I found a bug for split

scala> "1|12|13".split("|").foreach(println)
1
|
1
2
|
1
3

scala> "1,12,13".split(",").foreach(println)
1
12
13

As you see the first split with “|” for sep can’t work?

Thanks.

Use single quotes, or escape the pipe. The problem is that you have a regex there.

3 Likes

To be more explicit, split is actually a method in Java and the argument for the delimiter is interpreted as a regular expression. The pipe, |, is a special character for regular expressions. So if you want to split with that as the delimiter you either need to use "\\|" or """\|""" as the argument.

4 Likes

Thanks for the explaining.
before knowing this I have handled the problem by using a direct regex.

  val regex = """^(.+?)\|.*""".r.unanchored
  val names = Source.fromFile("people.txt").getLines().map { case regex(z) => z }.toList

“1|12|13”.split(“\|”).foreach(println)

That doesn’t work, but I like to use raw interpolator for regex:

scala> "1|12|13".split("\|").foreach(println)
                         ^
       error: invalid escape character

scala> "1|12|13".split(raw"\|").foreach(println)
1
12
13

Also no one has suggested

scala> "1|12|13".replace('|','\n').lines.forEach(println)
1
12
13

as a way to avoid split and regex.

2 Likes

I found a case match can fit many requirements for ops of string.

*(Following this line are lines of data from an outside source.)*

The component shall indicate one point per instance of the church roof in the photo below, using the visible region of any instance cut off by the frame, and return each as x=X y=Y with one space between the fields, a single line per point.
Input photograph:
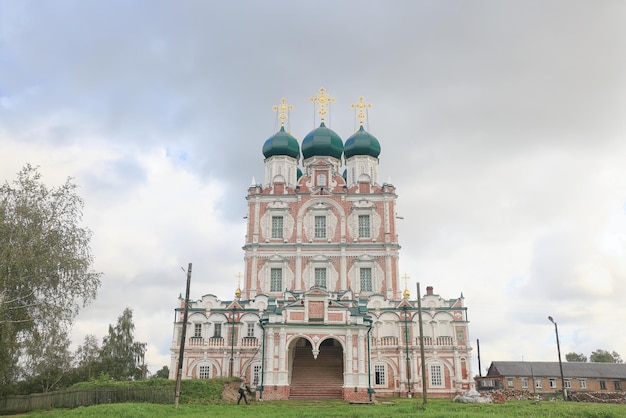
x=281 y=143
x=322 y=142
x=362 y=143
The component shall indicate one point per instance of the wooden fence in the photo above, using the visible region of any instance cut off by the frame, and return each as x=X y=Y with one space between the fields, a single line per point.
x=84 y=397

in ETL a case match is easy to extract the data such as:

scala> val regex = """^(.+?)\|.*fax:(.*?)\|""".r.unanchored

scala> val li = List("Luca X.G.|1981-11-10|1,m|tel:55684,fax:98965|Glazier,Architect","Sullivan O.H.|1989-6-14|1,m|tel:28415,fax:27232|Cashier,Database Administrator")

scala> li.map{ case regex(name,fax) => (name,fax) }
val res0: List[(String, String)] = List((Luca X.G.,98965), (Sullivan O.H.,27232))

Thanks